Days hoarded like krugerrands.
Days transfixed, pinned

like beetles to the pages
of her clothes. Their passage a shuffle

of dried leaves, hoarse whisper
of an overdue bill. She plucks

unattended days out of the air
hey presto and a shower of doves.

Days like confetti litter the streets.
Days like bankers litter the streets.

How they gather, the days. Haggard moths
to a lantern. Hungry mouths

to a soup canteen.
A paper boat of wasted days

unfolds in the gutter, forgets itself
in the rain.

Ekphrastic Challenge, January 2017
Editor’s Choice Winner

__________

Comment from the editor on this selection: “Preston has crafted a poem full of great images and great music, and at the end of the day I think that’s all poetry really wants.
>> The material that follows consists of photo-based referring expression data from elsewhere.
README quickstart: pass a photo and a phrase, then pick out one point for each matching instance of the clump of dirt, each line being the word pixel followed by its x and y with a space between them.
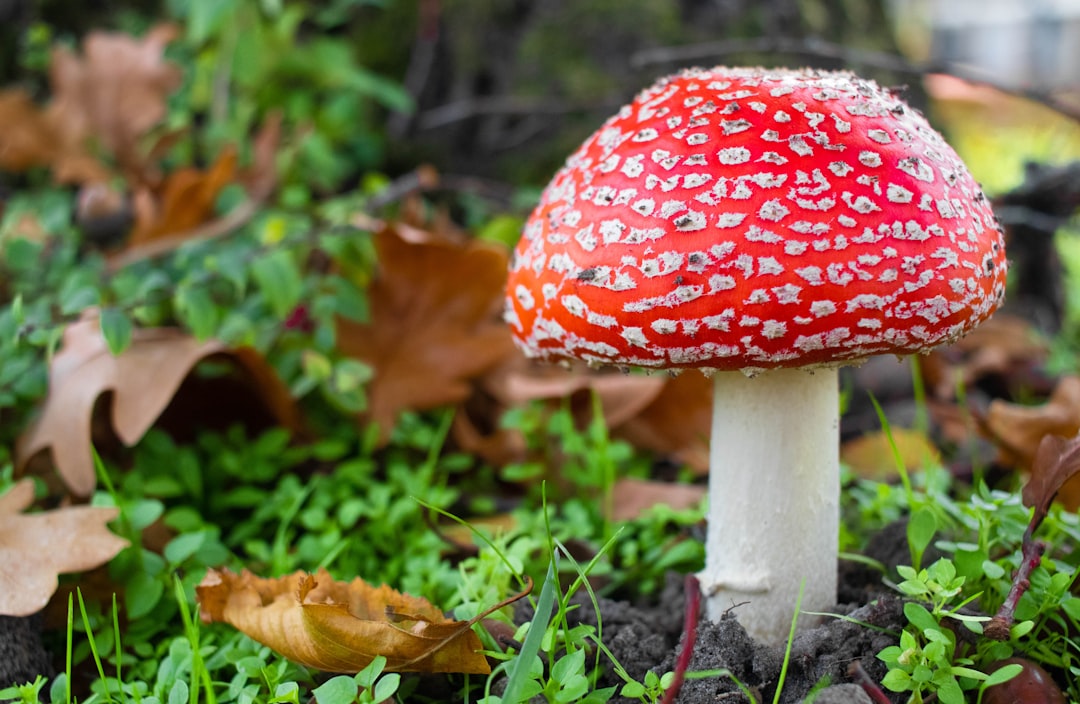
pixel 648 637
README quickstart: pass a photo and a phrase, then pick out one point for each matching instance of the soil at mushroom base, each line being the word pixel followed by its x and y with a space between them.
pixel 647 637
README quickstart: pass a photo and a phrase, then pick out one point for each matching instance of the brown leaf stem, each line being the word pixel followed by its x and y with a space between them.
pixel 690 628
pixel 1000 625
pixel 469 624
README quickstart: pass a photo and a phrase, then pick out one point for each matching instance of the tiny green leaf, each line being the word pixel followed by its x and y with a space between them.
pixel 117 329
pixel 337 690
pixel 280 281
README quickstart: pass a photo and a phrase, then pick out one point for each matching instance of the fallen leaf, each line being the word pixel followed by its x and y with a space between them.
pixel 37 547
pixel 871 455
pixel 631 498
pixel 1056 461
pixel 144 379
pixel 29 139
pixel 186 200
pixel 1018 430
pixel 113 93
pixel 340 626
pixel 1003 346
pixel 676 423
pixel 435 324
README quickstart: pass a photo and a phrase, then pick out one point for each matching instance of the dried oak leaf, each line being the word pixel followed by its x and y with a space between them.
pixel 873 457
pixel 340 626
pixel 676 423
pixel 115 93
pixel 185 200
pixel 435 324
pixel 29 139
pixel 1020 429
pixel 144 379
pixel 36 547
pixel 1056 461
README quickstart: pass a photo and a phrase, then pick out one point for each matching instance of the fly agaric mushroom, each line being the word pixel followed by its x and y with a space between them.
pixel 767 226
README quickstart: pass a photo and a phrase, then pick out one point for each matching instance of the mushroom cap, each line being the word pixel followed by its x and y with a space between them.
pixel 747 218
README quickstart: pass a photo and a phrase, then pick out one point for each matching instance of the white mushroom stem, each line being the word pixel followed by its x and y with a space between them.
pixel 773 498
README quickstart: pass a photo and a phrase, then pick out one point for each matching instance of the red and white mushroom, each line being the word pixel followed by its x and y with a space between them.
pixel 757 224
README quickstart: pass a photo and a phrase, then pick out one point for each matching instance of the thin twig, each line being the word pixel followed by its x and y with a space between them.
pixel 817 48
pixel 213 230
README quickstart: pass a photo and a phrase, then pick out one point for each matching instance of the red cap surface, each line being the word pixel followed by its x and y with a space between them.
pixel 756 218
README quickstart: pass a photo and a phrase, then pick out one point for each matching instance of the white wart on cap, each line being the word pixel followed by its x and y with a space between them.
pixel 756 218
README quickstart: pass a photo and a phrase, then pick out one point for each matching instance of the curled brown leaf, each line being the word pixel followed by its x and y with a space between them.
pixel 340 626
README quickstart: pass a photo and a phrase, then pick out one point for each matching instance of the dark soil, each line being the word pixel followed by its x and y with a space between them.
pixel 649 637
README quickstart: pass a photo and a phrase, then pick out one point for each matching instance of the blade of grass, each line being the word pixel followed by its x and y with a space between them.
pixel 200 676
pixel 530 647
pixel 791 639
pixel 93 645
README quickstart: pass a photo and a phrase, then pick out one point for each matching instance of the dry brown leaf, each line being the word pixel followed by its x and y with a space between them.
pixel 435 324
pixel 1020 429
pixel 1056 462
pixel 631 497
pixel 37 547
pixel 115 93
pixel 29 138
pixel 677 422
pixel 108 97
pixel 144 379
pixel 871 456
pixel 185 201
pixel 340 626
pixel 1000 346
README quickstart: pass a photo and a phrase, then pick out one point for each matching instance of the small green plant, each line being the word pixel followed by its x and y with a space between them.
pixel 369 686
pixel 28 693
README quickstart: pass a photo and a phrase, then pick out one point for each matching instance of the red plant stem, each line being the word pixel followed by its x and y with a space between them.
pixel 1000 625
pixel 690 628
pixel 872 689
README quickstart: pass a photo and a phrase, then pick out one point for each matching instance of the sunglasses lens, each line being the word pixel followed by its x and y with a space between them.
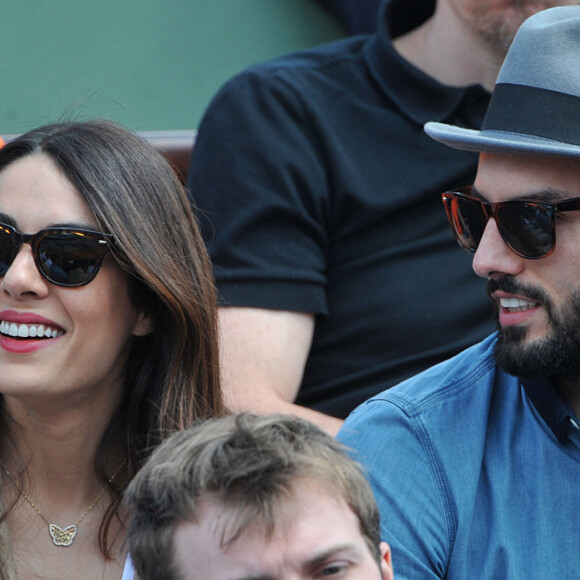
pixel 527 229
pixel 7 249
pixel 467 220
pixel 70 258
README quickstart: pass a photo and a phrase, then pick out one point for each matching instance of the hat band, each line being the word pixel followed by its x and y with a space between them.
pixel 534 111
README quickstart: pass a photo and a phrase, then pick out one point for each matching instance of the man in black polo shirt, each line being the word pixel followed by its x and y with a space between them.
pixel 319 200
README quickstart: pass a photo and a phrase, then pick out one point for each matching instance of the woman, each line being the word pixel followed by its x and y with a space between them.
pixel 107 340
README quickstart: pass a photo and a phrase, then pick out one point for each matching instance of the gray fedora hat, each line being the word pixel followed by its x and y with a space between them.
pixel 535 106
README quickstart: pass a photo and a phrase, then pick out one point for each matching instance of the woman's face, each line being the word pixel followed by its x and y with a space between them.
pixel 83 359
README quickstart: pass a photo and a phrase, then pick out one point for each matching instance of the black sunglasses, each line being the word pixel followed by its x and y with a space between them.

While many other poets had similar reactions to Wilson’s photograph—maybe it’s the year, too; 1984 is now 33 years gone—this was the poem that best captured the emotion of these fleeting days.”

Rattle Logo

February 23, 2017

Ekphrastic Challenge, January 2017: Artist’s Choice

 

Days In San Francisco #1, 1984 by Harry Wilson

Image: “Days In San Francisco #1, 1984” by Harry Wilson. “A Town of Mirrors and Quaking Forty-Fours” was written by Richard Manly Heiman for Rattle’s Ekphrastic Challenge, January 2017, and selected by Wilson as the Artist’s Choice winner.

[download: PDF / JPG]

__________

Richard Manly Heiman

A TOWN OF MIRRORS AND QUAKING FORTY-FOURS

Tomorrows whirl along, they promenade
like pages ripped from too-brief years, before
their soft-shoe asphalt syncopations fade
down Geary to the Van Ness corridor.

The beats in Fillmore boom-boom, saxophones
uncurl and snake around a fog of nights.
And yesterdays? Don’t think about them—gone.
Like endless hours spent browsing City Lights.

Once, hungry fire raged through the Tenderloin.
The dead shipped south to Colma, out of sight.
Once, bitter Tong-blood soaked the urban groin,
and Carol’s boobs glared proud in neon light.

But now who thinks of Sutro’s on the sand,
or Playland at the Beach, or Winterland?

Ekphrastic Challenge, January 2017
Artist’s Choice Winner

[download audio]

__________

Comment from the artist, Harry Wilson, on this selection: “Richard triggered enough of the city that I knew, experienced, and loved. And of course it was also a time that I returned to through his poem. It is a different city now, but I keep going back anyway. So it was his focus on the city that did it. There were other poets that made the choice difficult, though—thanks to Judy Kaber and Loretta Walker, and their more personal takes.”